There is this popular software project called Beats (Filebeat). It lets you ship various kinds of logs from different sources to a lot of different receivers or “sinks”. I ran into this issue recently that hasn’t been solved for quite some time. A problem occurs when using autodiscovery of containers in Kubernetes, and then some state gets mishandled leading to this error message:

[autodiscover] Error creating runner from config: Can only start an input when all related states are finished

Then, the logs stop being shipped. And it seems like it won’t be solved for still some time because the input sub-system of Beats is written rewritten as I understand it. Something needed to be figured out because moving to another project for performing this is very time consuming and that problem had been occurring then, at that point in time i.e. we were loosing logs. Plus, Filebeat does its job well albeit its benchmarks don’t shine. Vector definitely looks very promising and will be looked into when the k8s integration lands fully.

Anyway, while looking through the comments, this comment here reminded me of the term “crash-only software”. It seems like such a solution is an implementation of “crash-only software” because when Filebeat ships logs, it stores the offsets of files it is reading and so on in a thing called a registry. That permits it to quickly restart in case the process gets killed. That’s how the problem was worked around at least for the time being and I wanted to share this information in case it will be useful for someone.

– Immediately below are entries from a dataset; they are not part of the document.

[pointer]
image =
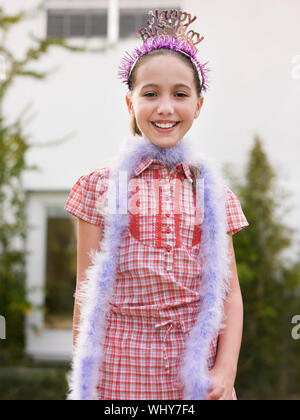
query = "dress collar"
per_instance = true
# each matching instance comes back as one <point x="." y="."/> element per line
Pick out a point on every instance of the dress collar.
<point x="146" y="162"/>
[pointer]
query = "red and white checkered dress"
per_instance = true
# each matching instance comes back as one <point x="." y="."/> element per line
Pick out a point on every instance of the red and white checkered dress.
<point x="157" y="292"/>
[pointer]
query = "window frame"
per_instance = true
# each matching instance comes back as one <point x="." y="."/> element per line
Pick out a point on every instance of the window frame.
<point x="42" y="343"/>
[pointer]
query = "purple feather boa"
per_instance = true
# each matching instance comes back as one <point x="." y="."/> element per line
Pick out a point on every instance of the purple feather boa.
<point x="99" y="280"/>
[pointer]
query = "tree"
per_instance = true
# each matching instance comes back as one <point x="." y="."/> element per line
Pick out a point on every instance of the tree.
<point x="14" y="143"/>
<point x="268" y="284"/>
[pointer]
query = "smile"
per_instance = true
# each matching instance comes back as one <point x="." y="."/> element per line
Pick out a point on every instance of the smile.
<point x="165" y="126"/>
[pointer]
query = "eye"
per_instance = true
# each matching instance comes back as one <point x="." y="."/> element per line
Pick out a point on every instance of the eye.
<point x="150" y="94"/>
<point x="181" y="95"/>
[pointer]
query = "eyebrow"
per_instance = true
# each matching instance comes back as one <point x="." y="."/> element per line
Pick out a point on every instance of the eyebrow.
<point x="177" y="86"/>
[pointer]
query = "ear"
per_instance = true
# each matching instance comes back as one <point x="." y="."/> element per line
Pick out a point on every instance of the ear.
<point x="129" y="104"/>
<point x="199" y="106"/>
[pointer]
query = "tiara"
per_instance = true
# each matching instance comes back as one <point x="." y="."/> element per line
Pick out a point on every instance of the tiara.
<point x="167" y="29"/>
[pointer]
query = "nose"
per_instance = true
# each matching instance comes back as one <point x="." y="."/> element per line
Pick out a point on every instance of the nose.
<point x="165" y="106"/>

We will implement this by making a custom liveness probe for our pod in k8s.

At first, you should disable the -e flag if you have it enabled as that disables logging to a file. We will need to log everything to a file because our liveness probe will try reading it to see if that error has occurred. Newer versions have this option but I found that it does not work well in practice. YMMV.

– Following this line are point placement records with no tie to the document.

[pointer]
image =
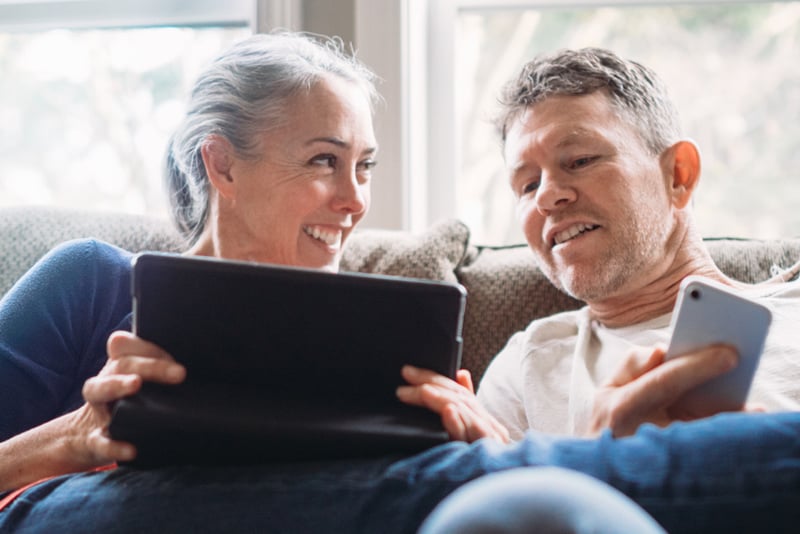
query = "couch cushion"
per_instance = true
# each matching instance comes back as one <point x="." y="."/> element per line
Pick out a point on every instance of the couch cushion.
<point x="27" y="233"/>
<point x="752" y="260"/>
<point x="505" y="292"/>
<point x="433" y="254"/>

Then, we should enable logging to a file. Do that by adding the following to your Filebeat configuration:

logging.to_files: true
logging.files:
  keepfiles: 2

The only two options which are relevant to us are those. First of all, let’s turn on logging to files by logging.to_files. Then, we also want to keep a minimal number of files because they won’t be shipped anywhere, they will only be used for the liveness probe. Do that with the keepfiles option. Obviously, feel free to modify other options if needed for your use-case.

The final part is the actual liveness probe. To do that, modify your container’s specification by adding this block:

--- 
livenessProbe: 
  exec: 
    command: 
      - /bin/sh
      - "-c"
      - "! (/usr/bin/grep 'Error creating runner from config: Can only start an input when all related states are finished' /usr/share/filebeat/logs/filebeat)"
  initialDelaySeconds: 60
  periodSeconds: 10

I recommend setting the initial delay to about 30 seconds or so to give Filebeat enough time to create the log file and populate it with initial data. Depending on your other logging configuration and volume, you might want to either increase or decrease the sensitivity of this check by either making the period smaller or reduce the number of times (failureThreshold) the command has to fail before Kubernetes makes a conclusion that the container does not work anymore.

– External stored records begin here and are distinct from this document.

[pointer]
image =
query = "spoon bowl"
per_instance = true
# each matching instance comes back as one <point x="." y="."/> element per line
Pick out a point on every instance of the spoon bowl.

I’m sure that this is not the only case of liveness probes being thought of and used like that. Hopefully, this workaround will not be an instance of the old adage “there is nothing more permanent than a temporary solution”. I am certain that the Filebeat developers will fix this problem in the near future. It’s a good piece of software. Let me know if you encounter any problems with this solution or if you have any comments.